Bounding Box Augmentation for Object Detection using Albumentations

Download the Source Code for this Tutorial

In this post, you will learn how to use the Albumentations library for bounding box augmentation in deep learning and object detection.

Carrying out augmentation in deep learning and computer vision is pretty common. And we do that in image classification almost all the time. Augmentation in image classification helps prevent overfitting of the model on the training data to a great extent. We get more generalizable models which perform better on unseen data. One of the main reasons for such a result is that the training data become considerably varied and difficult because of the image augmentation. This means that in deep learning and computer vision, it’s not only image classification that would benefit from image augmentation. Other fields of computer vision that use deep learning and neural network models would also benefit from this. What about object detection?

We can carry out image augmentation for object detection too. But we need to be a bit more careful. This is because we need to take care that we are augmenting the bounding boxes too with respect to the augmented image.

**Figure 1. Improper augmentation of bounding box in object detection**

In object detection, we do not want the result to be like the right image in the above figure. We can see that although we rotate the image, the bounding boxes are still of the original orientation. The bounding boxes will also have to be augmented/rotated. If we carry out the correct augmentation for the bounding box as well, the result will be something similar to the following.
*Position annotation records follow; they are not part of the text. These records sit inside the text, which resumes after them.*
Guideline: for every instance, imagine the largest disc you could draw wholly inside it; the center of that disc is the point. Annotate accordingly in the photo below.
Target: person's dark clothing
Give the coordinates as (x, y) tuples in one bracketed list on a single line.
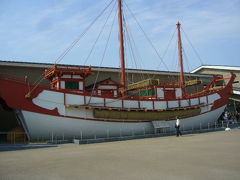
[(178, 130)]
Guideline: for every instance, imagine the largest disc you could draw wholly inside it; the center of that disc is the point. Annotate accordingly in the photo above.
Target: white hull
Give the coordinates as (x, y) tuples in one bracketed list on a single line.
[(48, 126)]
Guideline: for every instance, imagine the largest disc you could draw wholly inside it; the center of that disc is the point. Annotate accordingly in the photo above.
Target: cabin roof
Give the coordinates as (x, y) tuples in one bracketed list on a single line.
[(96, 68), (218, 67)]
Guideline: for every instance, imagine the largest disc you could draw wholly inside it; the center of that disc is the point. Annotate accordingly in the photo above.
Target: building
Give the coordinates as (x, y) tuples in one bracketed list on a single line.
[(34, 72)]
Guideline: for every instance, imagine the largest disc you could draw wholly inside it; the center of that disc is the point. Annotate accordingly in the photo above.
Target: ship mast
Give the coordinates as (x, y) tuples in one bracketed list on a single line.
[(122, 57), (182, 82)]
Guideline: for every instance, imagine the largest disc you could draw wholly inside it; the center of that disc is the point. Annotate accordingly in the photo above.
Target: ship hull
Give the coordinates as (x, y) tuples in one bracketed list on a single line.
[(43, 126), (50, 113)]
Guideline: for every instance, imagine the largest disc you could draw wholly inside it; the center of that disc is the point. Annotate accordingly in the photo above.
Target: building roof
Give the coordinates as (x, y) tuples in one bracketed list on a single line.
[(97, 68), (230, 68)]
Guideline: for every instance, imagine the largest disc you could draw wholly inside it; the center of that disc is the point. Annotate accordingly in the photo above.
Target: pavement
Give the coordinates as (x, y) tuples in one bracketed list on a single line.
[(213, 155)]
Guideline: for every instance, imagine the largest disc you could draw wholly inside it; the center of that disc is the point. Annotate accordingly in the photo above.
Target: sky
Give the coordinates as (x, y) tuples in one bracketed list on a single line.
[(41, 31)]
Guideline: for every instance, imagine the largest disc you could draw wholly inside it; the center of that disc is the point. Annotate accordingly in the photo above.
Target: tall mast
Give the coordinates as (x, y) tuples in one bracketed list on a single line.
[(182, 82), (122, 57)]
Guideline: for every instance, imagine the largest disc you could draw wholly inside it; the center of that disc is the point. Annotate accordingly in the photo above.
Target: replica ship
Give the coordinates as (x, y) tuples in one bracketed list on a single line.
[(109, 108)]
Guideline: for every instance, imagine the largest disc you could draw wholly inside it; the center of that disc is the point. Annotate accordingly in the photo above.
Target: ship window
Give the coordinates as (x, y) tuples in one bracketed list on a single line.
[(71, 85), (148, 92)]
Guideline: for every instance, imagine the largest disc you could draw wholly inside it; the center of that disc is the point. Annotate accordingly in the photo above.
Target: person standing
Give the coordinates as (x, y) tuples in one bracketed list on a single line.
[(177, 126)]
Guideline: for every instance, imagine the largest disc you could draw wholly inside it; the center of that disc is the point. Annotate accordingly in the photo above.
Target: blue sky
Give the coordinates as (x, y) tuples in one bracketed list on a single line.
[(39, 31)]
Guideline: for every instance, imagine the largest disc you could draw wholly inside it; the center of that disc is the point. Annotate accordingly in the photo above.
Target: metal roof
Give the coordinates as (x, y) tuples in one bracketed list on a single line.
[(96, 68), (230, 68)]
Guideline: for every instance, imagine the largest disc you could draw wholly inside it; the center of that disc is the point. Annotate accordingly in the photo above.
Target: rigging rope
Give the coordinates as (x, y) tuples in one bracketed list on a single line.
[(132, 46), (192, 47), (150, 42), (104, 52), (68, 49), (94, 44)]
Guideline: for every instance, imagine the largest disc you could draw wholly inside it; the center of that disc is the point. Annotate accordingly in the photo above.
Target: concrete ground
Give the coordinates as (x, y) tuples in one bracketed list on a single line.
[(202, 156)]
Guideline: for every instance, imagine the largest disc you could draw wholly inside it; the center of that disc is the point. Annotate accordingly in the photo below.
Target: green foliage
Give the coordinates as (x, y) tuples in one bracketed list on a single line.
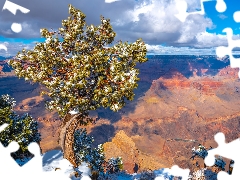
[(23, 130), (79, 69)]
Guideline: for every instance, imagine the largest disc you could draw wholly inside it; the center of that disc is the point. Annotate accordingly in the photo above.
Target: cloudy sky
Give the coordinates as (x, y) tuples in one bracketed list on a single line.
[(152, 20)]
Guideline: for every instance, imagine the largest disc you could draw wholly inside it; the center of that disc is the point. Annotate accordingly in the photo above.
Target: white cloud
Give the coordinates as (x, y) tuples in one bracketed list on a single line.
[(151, 20), (14, 47)]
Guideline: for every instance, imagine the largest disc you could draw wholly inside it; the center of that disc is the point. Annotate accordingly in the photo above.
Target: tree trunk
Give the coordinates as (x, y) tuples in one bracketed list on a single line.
[(66, 137)]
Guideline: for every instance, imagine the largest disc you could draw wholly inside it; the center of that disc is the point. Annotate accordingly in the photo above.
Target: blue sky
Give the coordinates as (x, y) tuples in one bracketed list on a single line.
[(152, 20), (225, 19)]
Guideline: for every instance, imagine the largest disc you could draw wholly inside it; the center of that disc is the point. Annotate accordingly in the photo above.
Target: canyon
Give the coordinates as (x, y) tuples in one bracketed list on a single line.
[(180, 102)]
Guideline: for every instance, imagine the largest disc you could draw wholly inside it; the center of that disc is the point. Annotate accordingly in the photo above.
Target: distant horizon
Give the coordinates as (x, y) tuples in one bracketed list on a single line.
[(163, 33)]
Good example of bounding box augmentation. — **Figure 2. Proper augmentation of both the image, and the bounding box as well.**

Now, we can see that the bounding boxes are correct even after augmenting the image.

Albumentations for Image Augmentation

The above might seem a bit tedious or even a difficult task in the beginning. And to be fair, doing this manually, can be difficult and even error-prone.

This is where Albumentations will help. If you have followed my previous image classification posts and tutorials, then you will see the usage of Albumentations in a lot of them. It’s really easy to use and provides a host of augmentation techniques. And for object detection too. In this post, we will use Albumentations to learn more about bounding box augmentation

And if you are completely new to Albumentations, then you may check out one of my previous posts, where we compare the image classification augmentation techniques in PyTorch and Albumntations.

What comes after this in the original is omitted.